Nous avons aussi constaté que les sanctions financières imposées par le passé incitaient les banques
centrales à délaisser légèrement leurs portefeuilles de réserves (ces
derniers risquant d’être gelés et redéployés) au profit de l’or, qui peut
être stocké dans le pays et ne risque donc pas d’être affecté par une
quelconque sanction. Ces travaux ont également montré que la demande d’or
émanant des banques centrales est restée positive malgré les incertitudes
entourant la politique économique et le risque géopolitique à l’échelle
mondiale. Ces facteurs peuvent être à l’origine de l’accumulation d’or par
un certain nombre de banques centrales dans les pays émergents.

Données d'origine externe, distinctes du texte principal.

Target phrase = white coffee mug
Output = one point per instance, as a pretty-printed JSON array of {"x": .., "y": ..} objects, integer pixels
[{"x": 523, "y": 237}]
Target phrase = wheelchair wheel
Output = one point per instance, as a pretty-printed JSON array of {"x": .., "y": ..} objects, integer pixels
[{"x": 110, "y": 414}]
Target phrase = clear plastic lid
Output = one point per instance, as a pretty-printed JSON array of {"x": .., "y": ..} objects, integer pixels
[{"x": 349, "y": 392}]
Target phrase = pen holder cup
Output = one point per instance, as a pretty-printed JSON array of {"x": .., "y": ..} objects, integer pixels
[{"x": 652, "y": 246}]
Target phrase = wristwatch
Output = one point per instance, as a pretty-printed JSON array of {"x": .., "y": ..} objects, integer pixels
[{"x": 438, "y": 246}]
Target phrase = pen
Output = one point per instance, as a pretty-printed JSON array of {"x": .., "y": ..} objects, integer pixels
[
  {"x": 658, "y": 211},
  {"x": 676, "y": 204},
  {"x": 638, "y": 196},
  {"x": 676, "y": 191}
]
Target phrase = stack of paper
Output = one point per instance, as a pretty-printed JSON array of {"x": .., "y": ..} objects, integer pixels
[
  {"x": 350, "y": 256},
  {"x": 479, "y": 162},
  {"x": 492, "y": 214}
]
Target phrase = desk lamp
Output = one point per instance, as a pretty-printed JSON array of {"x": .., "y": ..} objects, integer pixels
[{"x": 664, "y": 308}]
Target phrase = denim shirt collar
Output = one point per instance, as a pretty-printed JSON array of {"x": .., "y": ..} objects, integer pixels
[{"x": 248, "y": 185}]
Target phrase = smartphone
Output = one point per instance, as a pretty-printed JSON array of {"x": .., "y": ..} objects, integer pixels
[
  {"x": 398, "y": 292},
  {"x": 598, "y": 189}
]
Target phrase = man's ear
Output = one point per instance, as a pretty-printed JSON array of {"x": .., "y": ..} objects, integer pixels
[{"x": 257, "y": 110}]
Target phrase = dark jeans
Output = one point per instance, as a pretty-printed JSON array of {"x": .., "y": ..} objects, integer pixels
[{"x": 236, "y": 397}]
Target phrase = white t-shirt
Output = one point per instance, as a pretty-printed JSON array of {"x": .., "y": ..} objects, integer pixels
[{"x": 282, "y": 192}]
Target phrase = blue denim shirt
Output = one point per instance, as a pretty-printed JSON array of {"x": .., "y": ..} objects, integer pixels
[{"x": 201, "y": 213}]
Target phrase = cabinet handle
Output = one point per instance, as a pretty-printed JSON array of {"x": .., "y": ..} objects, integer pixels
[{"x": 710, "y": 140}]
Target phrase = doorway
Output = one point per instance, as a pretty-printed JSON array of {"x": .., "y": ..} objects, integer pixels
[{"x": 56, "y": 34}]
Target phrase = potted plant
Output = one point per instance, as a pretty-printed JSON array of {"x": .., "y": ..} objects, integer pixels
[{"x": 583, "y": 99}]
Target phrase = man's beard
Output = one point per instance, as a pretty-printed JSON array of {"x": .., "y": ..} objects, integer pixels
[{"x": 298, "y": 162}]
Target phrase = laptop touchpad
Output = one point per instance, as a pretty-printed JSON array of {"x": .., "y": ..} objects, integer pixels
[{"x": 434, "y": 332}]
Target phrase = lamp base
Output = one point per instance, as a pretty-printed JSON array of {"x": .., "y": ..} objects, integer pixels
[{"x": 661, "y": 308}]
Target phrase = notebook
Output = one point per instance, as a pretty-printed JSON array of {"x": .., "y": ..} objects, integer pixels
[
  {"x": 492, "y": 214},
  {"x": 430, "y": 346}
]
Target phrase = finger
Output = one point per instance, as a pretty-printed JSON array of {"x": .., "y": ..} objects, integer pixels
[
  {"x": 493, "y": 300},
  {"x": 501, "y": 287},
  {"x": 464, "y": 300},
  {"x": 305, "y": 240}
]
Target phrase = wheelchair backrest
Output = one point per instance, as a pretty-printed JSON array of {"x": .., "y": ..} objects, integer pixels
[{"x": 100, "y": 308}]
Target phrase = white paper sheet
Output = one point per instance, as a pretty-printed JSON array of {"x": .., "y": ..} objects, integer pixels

Cependant,
avant de ne présager de quoi que ce soit, il est important de rappeler que
la part de l’or dans les réserves reste à un niveau historiquement bas.
En résumé, le système monétaire et de réserve international continue
d’évoluer. Les tendances que nous avons mises en évidence dans cet article
(à savoir une baisse très progressive de la prédominance du dollar et
l’augmentation du rôle des monnaies non traditionnelles de petits pays
ouverts et bien gérés, rendue possible par les nouvelles technologies de
change numériques) restent d’actualité.